This is part of a larger python project, but I'm stuck on this part. How can I take dynamic data that is going into a python tool and turn into the a schema using the below python code as an example?
data = {
'col1': [1, 2, 3],
'col2': ['a', 'b', 'c'],
'col3': [True, False, True],
'col4': [1.0, 2.5, 3.8],
'col5': pd.date_range(start='2022-01-01', periods=3),
}
df = pd.DataFrame(data)
# Set up a connection to a new Hyper file
with HyperProcess(telemetry=Telemetry.DO_NOT_SEND_USAGE_DATA_TO_TABLEAU) as hyper:
with Connection(hyper.endpoint, hyper_name, CreateMode.CREATE_AND_REPLACE) as connection:
connection.catalog.create_schema('Extract')
# Define the table schema
table_definition = TableDefinition(
table_name='Testing',
columns=[
TableDefinition.Column('col1', SqlType.int()),
TableDefinition.Column('col2', SqlType.text()),
TableDefinition.Column('col3', SqlType.bool()),
TableDefinition.Column('col4', SqlType.double()),
TableDefinition.Column('col5', SqlType.date())
]
I don't know python at all, but I'm hoping this is something basic and easy to answer the python gurus ;)
Kind Regards,
Craig
Hi @csh8428
I'm by no means a python expert, but my understanding is that when you connect data to the python tool it is read into a dataframe. For example you would use this syntax to reference it (#1 is the name of the connection in this instance and would appear when you connect another tool into the python tool).
df = Alteryx.read("#1")
If your data in Alteryx is set-up based on the sample you have in your code the rest should just work.
I dont really use tableau - but I'd also recommend sending in a second input (#2) which is the results of field info (or mapped field info) from your datastream... you would use that to map this:
columns=[ TableDefinition.Column('col1', SqlType.int()), TableDefinition.Column('col2', SqlType.text()), TableDefinition.Column('col3', SqlType.bool()), TableDefinition.Column('col4', SqlType.double()), TableDefinition.Column('col5', SqlType.date())
such that 'col1' represents your fieldheader and SqlType.xxxx represents your Tableau type. I don't know if this can take a variable - but if not - this could be annoying.
@Luke_C The problem is that this macro is for our department and the data going in will be dynamic and change for every workflow.
@apathetichell I think that approach might work. Gonna give it a try.

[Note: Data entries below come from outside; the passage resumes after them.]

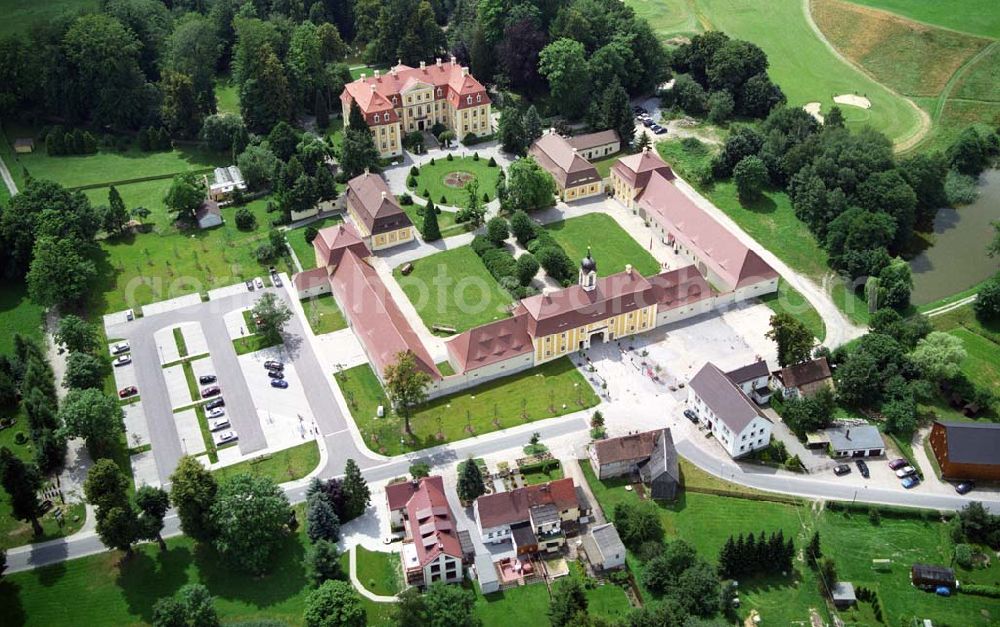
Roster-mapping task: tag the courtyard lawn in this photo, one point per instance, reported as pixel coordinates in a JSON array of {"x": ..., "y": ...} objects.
[
  {"x": 282, "y": 466},
  {"x": 612, "y": 246},
  {"x": 453, "y": 288},
  {"x": 323, "y": 314},
  {"x": 17, "y": 315},
  {"x": 138, "y": 269},
  {"x": 449, "y": 178},
  {"x": 379, "y": 572},
  {"x": 552, "y": 389}
]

Hey - just to clarify @Luke_C is just explaining how this part:
data = { 'col1': [1, 2, 3], 'col2': ['a', 'b', 'c'], 'col3': [True, False, True], 'col4': [1.0, 2.5, 3.8], 'col5': pd.date_range(start='2022-01-01', periods=3), } df = pd.DataFrame(data)
works in Alteryx - the sample data in the python tool and the #1 read shows you how to initilize your datastream as a Pandas DF (Alteryx natively intermingles the concept of a DF with a Pandas DF - which is a fiction) This will be dynamic to your Alteryx data and allow you to bring you data in to Python as needed. Your problem is the second component which is mapping your fields in DF1 to column types and headers in Tableau - this will be dynamic - and my hope/assumption is that Tableau is taking in to things: 1) data 2) schema - and that for schema you can dynamically create it. I don't use Tableau much (and Tableau via python minimally) but assuming that understanding is correct you can use a field info stream connected to your python tool as #2 to populate this. I'd build a helper function to identify the Tableau SQLtype for each field.
If you hit an issue - and are using https://pypi.org/project/tableauhyperapi/ - I might try to do the dynamic table generation just for fun. I don't need to do this to export to Tableau - so my goal will just be to create a Tableau Table Definition dynamically in Python.